A workshop and symposium in collaboration with the US Holocaust Memorial Museum and the University of Virginia
- Date(s)
- March 16, 2025 - March 17, 2025
- Location
- Nau Hall 101 | South Meeting Room, Newcomb Hall | Charlottesville, VA
- Time
- 14:00 - 22:00
The past decade has seen considerable public and scholarly debate, and public protest, over what, how, and where we memorialize difficult pasts, as well as how scholars and public history and museum professionals approach contested and traumatic histories.
This, the second of two international symposia co-hosted by QUB’s Centre for Public History, the US Holocaust Memorial Museum and the University of Virginia, brings together leading scholars and public history professionals from the US, Northern Ireland, and other parts of Europe to interrogate the challenges facing historians and museum professionals as they seek to address difficult or traumatic pasts (for details of the Belfast symposium see here).
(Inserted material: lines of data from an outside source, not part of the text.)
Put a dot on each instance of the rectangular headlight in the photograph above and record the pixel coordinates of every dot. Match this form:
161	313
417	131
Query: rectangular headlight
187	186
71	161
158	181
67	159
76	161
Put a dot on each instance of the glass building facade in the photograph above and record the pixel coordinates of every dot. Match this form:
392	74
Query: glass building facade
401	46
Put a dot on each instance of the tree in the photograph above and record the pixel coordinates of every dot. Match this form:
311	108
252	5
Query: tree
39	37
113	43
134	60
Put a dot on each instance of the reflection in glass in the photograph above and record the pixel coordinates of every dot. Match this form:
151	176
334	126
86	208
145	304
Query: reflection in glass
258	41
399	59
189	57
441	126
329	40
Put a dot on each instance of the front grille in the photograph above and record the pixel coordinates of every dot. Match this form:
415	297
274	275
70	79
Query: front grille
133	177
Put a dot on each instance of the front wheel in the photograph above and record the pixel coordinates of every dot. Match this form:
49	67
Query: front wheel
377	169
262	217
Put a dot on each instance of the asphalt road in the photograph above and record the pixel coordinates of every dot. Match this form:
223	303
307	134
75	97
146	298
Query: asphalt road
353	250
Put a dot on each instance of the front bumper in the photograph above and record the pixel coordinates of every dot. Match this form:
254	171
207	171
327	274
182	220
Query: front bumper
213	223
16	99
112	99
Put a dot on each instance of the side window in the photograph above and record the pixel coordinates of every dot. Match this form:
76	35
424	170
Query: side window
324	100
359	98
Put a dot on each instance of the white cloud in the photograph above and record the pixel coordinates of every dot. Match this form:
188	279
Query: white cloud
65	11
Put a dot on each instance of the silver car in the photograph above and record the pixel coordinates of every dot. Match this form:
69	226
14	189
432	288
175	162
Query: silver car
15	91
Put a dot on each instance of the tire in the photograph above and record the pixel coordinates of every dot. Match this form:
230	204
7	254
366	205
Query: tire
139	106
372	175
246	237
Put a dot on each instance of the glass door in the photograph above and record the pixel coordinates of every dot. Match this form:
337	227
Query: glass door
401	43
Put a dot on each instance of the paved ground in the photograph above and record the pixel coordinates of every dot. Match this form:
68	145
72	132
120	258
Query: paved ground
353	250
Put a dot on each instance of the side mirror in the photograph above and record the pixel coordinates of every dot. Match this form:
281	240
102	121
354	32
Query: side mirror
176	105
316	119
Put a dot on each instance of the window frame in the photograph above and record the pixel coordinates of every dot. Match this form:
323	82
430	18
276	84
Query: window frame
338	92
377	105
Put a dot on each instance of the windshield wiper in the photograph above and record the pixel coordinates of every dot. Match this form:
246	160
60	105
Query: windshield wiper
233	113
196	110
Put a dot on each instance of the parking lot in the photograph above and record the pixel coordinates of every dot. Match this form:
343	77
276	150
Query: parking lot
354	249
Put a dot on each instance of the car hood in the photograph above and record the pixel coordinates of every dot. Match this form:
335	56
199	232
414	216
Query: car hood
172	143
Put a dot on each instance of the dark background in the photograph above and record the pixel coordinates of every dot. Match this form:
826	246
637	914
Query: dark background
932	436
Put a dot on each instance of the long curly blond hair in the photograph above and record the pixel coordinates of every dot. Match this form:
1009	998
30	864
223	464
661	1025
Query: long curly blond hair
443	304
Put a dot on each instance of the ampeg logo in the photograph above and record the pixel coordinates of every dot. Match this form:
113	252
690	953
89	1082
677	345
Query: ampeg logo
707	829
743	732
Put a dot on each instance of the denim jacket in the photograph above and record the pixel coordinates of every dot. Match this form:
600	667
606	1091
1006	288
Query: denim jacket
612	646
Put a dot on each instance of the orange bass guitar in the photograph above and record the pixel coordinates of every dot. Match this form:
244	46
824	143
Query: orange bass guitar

Like Belfast, Charlottesville, Va., is a city in which narratives of the past remain deeply divided and where the material culture of conflict is still very present, and is therefore an appropriate context in which to explore some of these issues.
We will explore such themes as how to account for the voices omitted from museum collections, how family histories can be used to return these voices, how difficult histories are presented in museums and public spaces, and what ethical considerations need to be taken into account when dealing with data and artifacts resulting from difficult histories.
After three days of closed workshop discussion, the public event will open with a film screening and drinks reception on the Sunday 16th March, followed by an all-day public symposium on Monday 17th March.